FNL struggled during it's second season, but it was still head-and-shoulders above almost everything else on broadcast television. The third season has started with a strong episode and the show's trademark camera work--FNL is one of the few shows that actually feels cinematic; the producers seem to actually care about how the pictures look and how they tell the story--is as engrossing as ever. This show may construct the music montage as well as any show ever. It's good to see it back.

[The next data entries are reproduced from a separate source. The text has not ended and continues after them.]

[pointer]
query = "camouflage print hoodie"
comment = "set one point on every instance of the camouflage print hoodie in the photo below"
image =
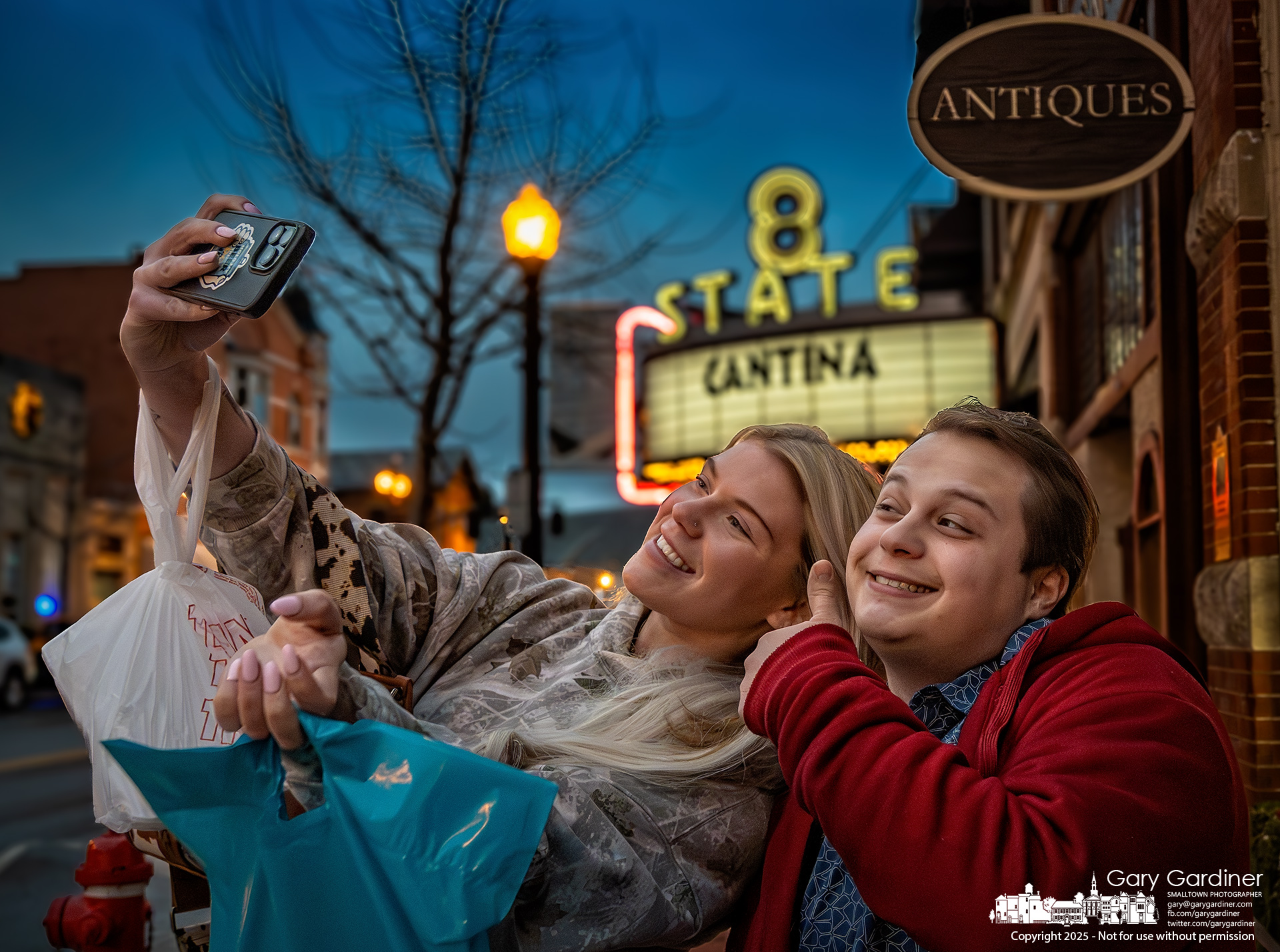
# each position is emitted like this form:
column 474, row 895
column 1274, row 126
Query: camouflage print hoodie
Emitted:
column 491, row 643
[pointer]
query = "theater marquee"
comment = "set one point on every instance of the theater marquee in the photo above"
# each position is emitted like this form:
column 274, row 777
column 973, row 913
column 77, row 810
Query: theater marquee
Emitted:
column 861, row 383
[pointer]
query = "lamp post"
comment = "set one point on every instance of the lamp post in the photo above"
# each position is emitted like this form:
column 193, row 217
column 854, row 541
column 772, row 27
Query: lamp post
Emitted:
column 531, row 229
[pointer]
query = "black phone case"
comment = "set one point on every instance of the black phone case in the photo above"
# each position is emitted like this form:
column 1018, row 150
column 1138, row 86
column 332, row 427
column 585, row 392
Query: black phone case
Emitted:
column 254, row 269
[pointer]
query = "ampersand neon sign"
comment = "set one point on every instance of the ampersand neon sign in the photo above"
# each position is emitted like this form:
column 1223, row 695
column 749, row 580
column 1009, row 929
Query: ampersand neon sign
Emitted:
column 625, row 406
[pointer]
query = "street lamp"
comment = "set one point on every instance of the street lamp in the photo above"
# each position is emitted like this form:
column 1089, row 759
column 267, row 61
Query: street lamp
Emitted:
column 393, row 484
column 531, row 229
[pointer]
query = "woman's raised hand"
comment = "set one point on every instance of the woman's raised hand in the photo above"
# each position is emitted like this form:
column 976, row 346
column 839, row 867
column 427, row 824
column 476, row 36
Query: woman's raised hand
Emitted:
column 823, row 599
column 160, row 331
column 296, row 661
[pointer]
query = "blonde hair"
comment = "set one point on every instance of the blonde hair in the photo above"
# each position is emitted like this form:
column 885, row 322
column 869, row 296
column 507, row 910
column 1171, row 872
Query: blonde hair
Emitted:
column 673, row 718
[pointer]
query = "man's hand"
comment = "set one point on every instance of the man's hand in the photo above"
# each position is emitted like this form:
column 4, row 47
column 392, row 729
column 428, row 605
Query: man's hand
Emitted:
column 825, row 605
column 296, row 661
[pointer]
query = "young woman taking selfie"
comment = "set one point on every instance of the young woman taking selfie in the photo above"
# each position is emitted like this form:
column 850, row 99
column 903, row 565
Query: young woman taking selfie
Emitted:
column 663, row 796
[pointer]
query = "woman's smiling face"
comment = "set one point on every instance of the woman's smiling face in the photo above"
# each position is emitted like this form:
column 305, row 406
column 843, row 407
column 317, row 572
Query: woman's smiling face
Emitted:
column 719, row 566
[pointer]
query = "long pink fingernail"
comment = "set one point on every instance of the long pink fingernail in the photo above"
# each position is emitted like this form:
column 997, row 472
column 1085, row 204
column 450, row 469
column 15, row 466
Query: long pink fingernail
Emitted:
column 289, row 661
column 271, row 677
column 287, row 605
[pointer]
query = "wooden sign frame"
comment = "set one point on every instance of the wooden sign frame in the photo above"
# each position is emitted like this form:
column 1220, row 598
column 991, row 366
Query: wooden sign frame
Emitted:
column 987, row 186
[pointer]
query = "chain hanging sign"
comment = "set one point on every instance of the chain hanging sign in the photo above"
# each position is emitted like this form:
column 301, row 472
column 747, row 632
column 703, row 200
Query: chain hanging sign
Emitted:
column 1050, row 108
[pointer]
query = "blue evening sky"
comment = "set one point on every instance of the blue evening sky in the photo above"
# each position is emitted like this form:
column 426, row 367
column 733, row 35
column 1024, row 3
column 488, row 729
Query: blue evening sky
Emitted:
column 105, row 146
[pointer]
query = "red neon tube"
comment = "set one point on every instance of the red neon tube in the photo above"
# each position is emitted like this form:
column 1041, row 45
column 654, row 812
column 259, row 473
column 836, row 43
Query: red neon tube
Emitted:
column 625, row 406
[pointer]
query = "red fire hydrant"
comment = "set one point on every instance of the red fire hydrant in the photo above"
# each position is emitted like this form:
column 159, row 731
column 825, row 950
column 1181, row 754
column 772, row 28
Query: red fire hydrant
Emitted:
column 113, row 913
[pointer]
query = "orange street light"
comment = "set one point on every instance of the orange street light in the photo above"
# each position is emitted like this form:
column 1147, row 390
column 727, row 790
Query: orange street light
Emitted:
column 531, row 229
column 531, row 225
column 393, row 484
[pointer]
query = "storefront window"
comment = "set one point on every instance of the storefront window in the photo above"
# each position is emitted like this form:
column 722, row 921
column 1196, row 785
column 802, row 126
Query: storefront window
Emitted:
column 1123, row 297
column 253, row 389
column 1106, row 293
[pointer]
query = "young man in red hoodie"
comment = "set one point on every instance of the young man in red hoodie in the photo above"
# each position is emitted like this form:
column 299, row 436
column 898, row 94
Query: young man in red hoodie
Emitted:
column 1009, row 743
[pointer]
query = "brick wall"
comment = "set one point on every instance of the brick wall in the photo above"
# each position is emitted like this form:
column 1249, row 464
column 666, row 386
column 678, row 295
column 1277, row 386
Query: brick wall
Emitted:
column 1227, row 73
column 69, row 319
column 1246, row 687
column 1237, row 388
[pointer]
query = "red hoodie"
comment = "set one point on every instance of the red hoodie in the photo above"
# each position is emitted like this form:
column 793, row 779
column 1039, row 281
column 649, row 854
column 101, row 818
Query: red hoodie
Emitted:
column 1096, row 749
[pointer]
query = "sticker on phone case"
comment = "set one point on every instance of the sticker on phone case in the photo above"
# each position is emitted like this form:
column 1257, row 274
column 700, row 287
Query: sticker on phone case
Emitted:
column 231, row 259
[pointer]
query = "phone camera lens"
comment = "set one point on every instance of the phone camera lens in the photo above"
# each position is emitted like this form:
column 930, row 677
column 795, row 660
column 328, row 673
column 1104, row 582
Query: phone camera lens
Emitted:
column 268, row 256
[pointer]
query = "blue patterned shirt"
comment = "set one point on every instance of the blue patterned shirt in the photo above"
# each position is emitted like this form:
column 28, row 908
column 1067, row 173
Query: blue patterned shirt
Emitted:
column 833, row 917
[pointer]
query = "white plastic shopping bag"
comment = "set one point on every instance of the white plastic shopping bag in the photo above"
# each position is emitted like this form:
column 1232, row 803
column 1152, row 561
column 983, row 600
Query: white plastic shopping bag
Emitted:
column 145, row 665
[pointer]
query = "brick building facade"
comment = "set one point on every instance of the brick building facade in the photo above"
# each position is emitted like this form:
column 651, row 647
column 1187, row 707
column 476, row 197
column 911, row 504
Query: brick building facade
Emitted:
column 68, row 317
column 1234, row 251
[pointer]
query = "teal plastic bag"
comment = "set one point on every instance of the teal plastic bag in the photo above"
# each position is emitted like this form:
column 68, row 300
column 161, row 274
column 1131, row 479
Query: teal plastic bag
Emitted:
column 417, row 846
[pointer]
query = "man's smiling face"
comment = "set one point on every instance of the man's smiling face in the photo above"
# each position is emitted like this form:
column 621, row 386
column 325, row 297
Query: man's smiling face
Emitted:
column 935, row 575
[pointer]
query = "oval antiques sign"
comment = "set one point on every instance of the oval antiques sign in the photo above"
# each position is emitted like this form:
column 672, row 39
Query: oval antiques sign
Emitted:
column 1050, row 108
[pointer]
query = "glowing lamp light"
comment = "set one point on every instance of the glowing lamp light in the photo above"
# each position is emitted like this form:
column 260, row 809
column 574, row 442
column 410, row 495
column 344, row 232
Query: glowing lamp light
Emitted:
column 625, row 405
column 393, row 484
column 531, row 225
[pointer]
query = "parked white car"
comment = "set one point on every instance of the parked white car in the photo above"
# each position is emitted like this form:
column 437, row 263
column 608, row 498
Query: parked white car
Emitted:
column 17, row 666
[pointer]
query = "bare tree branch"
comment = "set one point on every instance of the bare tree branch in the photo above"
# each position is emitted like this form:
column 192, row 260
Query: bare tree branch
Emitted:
column 460, row 103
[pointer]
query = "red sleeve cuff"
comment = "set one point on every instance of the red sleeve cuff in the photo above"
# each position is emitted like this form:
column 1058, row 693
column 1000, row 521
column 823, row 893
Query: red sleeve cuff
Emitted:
column 786, row 662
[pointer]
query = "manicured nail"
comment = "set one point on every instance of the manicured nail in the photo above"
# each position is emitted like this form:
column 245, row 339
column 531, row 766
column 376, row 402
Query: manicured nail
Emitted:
column 289, row 661
column 271, row 677
column 287, row 605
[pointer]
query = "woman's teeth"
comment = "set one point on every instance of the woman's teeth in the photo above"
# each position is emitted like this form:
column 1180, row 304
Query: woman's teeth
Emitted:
column 665, row 548
column 904, row 587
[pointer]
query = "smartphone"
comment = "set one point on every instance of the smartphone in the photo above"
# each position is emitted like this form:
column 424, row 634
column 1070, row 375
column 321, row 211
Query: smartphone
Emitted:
column 254, row 269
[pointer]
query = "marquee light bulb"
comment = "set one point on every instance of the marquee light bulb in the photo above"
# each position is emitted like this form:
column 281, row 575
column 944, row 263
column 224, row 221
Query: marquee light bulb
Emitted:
column 625, row 403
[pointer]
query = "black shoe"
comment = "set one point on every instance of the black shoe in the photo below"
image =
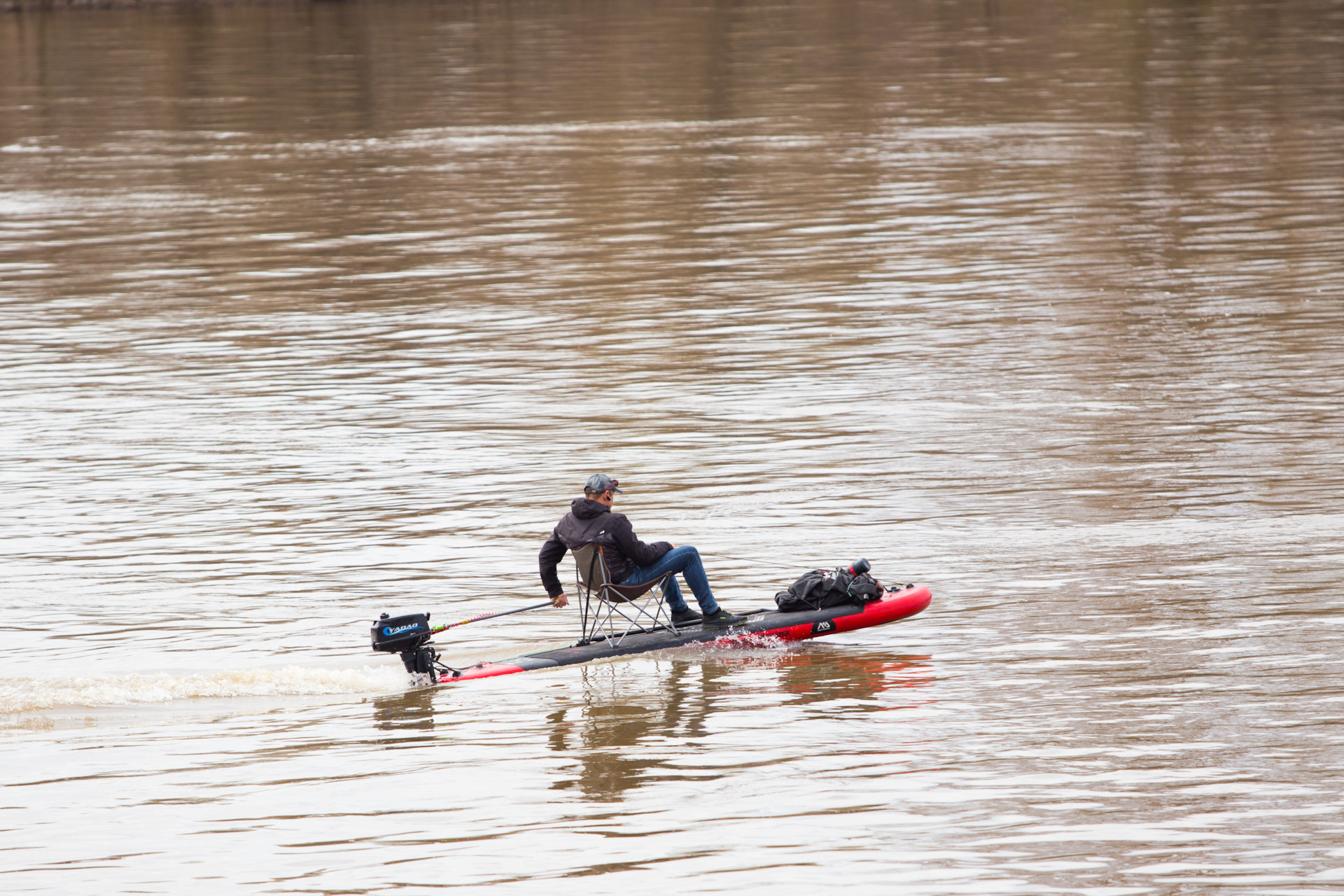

BSG ended with it's survivors finding Earth, and finding that Earth was a bombed-out shell. I've read reactions to "Sometimes a Great Notion" that say things like "depressing," but I disagree. It's sad, yes. It's dark, yes. But I wasn't depressed; I was exhilarated by the show's willingness to follow its chosen path to its logical place. I hope the rest of the season stays strong and wraps up this saga in a worthy manner.

Sunday, January 11, 2009

"if there was a ticking time bomb..."

24 is back tonight. I enjoyed the show for the first four seasons, but 5 and 6 blew donkeys. At its best, 24 is a popcorn orgy. At its worst... well, we know what it inspires at its worst. Still, this is the funniest assessment (that I've ever read) of certain people's attitude regarding the show.


Update:

Well, I think it's extremely funny that Janeane Garafolo is on the show, and I'm looking forward to seeing Carly Pope because, well, I think she's really hot. Still, the show committed its first major bedshit. When? Oh, at about 9:55 or whenever Agent Walker said, "They deleted the files."

See, I'm no technical maven, but I know that unless you run the hard drive through a woodchipper, the data can be recovered. Of course, watching Chloe, or this season's facsimile of same, poke around a hard drive doesn't give certain people a boner like watching Jack threaten to jam a pen in a guy's ear, so I guess we go for entertainment value.